Automating Data Lineage Tracking from Code to Lake with ESLint, Neo4j, and Apache Hudi

Data Engineering

Word Count: 2.7k

Read Times: 16 Min

The incident that finally broke our manual processes began with a one-line change to a seemingly innocuous data transformation script. A business analyst updated a currency conversion function. Three days later, our core financial reporting dashboard was producing nonsensical figures. The subsequent investigation consumed nearly 40 engineering hours, involving a frantic trace through hundreds of interdependent scripts, undocumented dependencies, and ambiguous commit messages. The root cause was a subtle floating-point precision change that cascaded through five downstream Apache Hudi tables. We had no automated way to determine the blast radius of a code change. This was our technical breaking point.

Our initial concept was to bridge the gap between the static world of our data transformation codebase and the dynamic world of our data lake. We needed a system that could answer two critical questions instantly:

Given a specific line of code, what datasets will it ultimately affect?
Given a specific dataset, what code is responsible for its current state?

The answer, we hypothesized, lay in treating our entire data ecosystem as a single, interconnected graph.

Technology Selection Rationale

In a real-world project, technology choices are driven by constraints and leverage. We weren’t starting from a blank slate.

Apache Hudi: Our data lake was already built on Hudi. Its key feature for this project was not just its transactional capabilities but its detailed commit timeline metadata stored in the .hoodie directory. Each commit or deltacommit contains information about the files changed and a slot for custom metadata. This was our hook into the data layer. We could stamp our data pipeline commits with the Git hash of the code that ran them.
ESLint: This choice was unconventional. Most teams see ESLint as a linter for code style and simple errors. We saw its core engine: an Abstract Syntax Tree (AST) parser. Our transformation logic was primarily written in TypeScript. Instead of writing a complex, brittle parser from scratch, we could build a custom ESLint plugin. This plugin wouldn’t enforce style; it would traverse the AST of each transformation file to extract data lineage metadata, such as source tables and target tables. It was already integrated into our CI, providing a natural entry point for metadata extraction.
Neo4j: Data lineage is fundamentally a graph problem. Nodes represent entities like code files, functions, and data tables. Relationships represent actions like READS_FROM, WRITES_to, and DEPENDS_ON. Attempting to model this in a relational database would result in a nightmare of recursive queries and JOINs. Neo4j was built for this. Its Cypher query language is expressive for traversing variable-length paths, making impact analysis queries trivial.

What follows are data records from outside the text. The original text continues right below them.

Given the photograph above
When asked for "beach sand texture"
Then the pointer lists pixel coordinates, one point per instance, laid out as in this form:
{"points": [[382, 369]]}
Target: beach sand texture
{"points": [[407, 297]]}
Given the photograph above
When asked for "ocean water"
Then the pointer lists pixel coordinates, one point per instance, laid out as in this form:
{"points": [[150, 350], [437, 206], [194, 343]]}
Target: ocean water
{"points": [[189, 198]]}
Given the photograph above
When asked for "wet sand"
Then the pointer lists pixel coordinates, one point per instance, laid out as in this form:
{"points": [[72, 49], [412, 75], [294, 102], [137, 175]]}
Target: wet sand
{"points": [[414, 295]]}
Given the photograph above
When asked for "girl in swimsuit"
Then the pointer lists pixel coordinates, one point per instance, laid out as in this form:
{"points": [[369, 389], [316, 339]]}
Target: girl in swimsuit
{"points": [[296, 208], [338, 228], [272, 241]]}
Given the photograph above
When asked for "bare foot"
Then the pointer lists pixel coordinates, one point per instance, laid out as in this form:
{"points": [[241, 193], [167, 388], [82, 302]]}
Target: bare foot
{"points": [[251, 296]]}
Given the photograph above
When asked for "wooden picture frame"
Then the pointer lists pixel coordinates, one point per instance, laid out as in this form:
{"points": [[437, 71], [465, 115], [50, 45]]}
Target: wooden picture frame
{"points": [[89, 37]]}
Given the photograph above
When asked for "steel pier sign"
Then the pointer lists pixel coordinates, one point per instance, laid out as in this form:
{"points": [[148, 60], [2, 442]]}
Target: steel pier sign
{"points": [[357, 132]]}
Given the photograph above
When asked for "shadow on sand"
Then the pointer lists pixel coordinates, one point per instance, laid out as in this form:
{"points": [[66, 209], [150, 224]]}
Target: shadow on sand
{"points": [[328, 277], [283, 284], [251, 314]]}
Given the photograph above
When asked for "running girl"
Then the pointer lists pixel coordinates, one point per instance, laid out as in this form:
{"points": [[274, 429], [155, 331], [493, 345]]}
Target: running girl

Phase 1: Building the ESLint Metadata Extractor

The first challenge was to programmatically understand our code. Our convention was to use wrapper functions like spark.read.hudi('s3://bucket/path/to/table') and dataframe.write.hudi('s3://bucket/path/to/target'). Our ESLint rule needed to identify these calls and extract their arguments.

Here is the core structure of our custom ESLint plugin. This is not a simple rule; it’s a dedicated metadata extractor.

File: ./eslint-rules/extract-lineage.js

/**
 * @fileoverview Extracts Hudi read/write operations for data lineage.
 * This is not a linter rule in the traditional sense. Its primary purpose
 * is to parse the AST and output structured metadata via a custom reporter.
 */
'use strict';

// A map to store the lineage data found per file.
// In a real implementation, this would write to a file or stream to a service.
const lineageData = new Map();

module.exports = {
  meta: {
    type: 'problem',
    docs: {
      description: 'Extracts data lineage from Hudi read/write calls',
      category: 'Data Engineering',
      recommended: false,
    },
    fixable: null,
    schema: [],
  },

  create: function (context) {
    const filename = context.getFilename();
    if (!lineageData.has(filename)) {
      lineageData.set(filename, { sources: new Set(), sinks: new Set() });
    }

    // This is the core logic: the AST visitor.
    // We are looking for specific call patterns.
    return {
      // Visitor for nodes of type 'CallExpression', e.g., myFunction(arg1)
      CallExpression(node) {
        const callee = node.callee;

        // Pattern 1: Look for `...write.hudi(...)`
        if (
          callee.type === 'MemberExpression' &&
          callee.property.type === 'Identifier' &&
          callee.property.name === 'hudi' &&
          callee.object.type === 'MemberExpression' &&
          callee.object.property.type === 'Identifier' &&
          callee.object.property.name === 'write'
        ) {
          if (node.arguments.length > 0 && node.arguments[0].type === 'Literal') {
            const tablePath = node.arguments[0].value;
            lineageData.get(filename).sinks.add(tablePath);
            // We could report a "finding" here, but we are using this silently.
            // context.report({ node, message: `Found Hudi sink: ${tablePath}` });
          }
        }

        // Pattern 2: Look for `...read.hudi(...)`
        if (
          callee.type === 'MemberExpression' &&
          callee.property.type === 'Identifier' &&
          callee.property.name === 'hudi' &&
          callee.object.type === 'MemberExpression' &&
          callee.object.property.type === 'Identifier' &&
          callee.object.property.name === 'read'
        ) {
          if (node.arguments.length > 0 && node.arguments[0].type === 'Literal') {
            const tablePath = node.arguments[0].value;
            lineageData.get(filename).sources.add(tablePath);
          }
        }
      },

      // The 'Program:exit' event fires after the AST traversal for a file is complete.
      // This is the perfect place to process the collected data.
      'Program:exit': function () {
        // In a real CI/CD pipeline, this is where we'd serialize and output the data.
        // For this example, we log it. A better approach is a custom reporter.
        const fileLineage = lineageData.get(filename);
        if (fileLineage && (fileLineage.sources.size > 0 || fileLineage.sinks.size > 0)) {
           const output = {
              file: filename,
              sources: Array.from(fileLineage.sources),
              sinks: Array.from(fileLineage.sinks),
           };
           // This is a hack for demonstration. Production use requires a custom reporter
           // to write this to a file properly without polluting stdout.
           console.log(`LINEAGE_METADATA:${JSON.stringify(output)}`);
        }
      }
    };
  },
  // Export the lineage data for potential testing or external use
  _getLineageData: () => lineageData,
};

To run this, we configured our .eslintrc.js to include our local rule and then executed ESLint over our codebase, redirecting the output.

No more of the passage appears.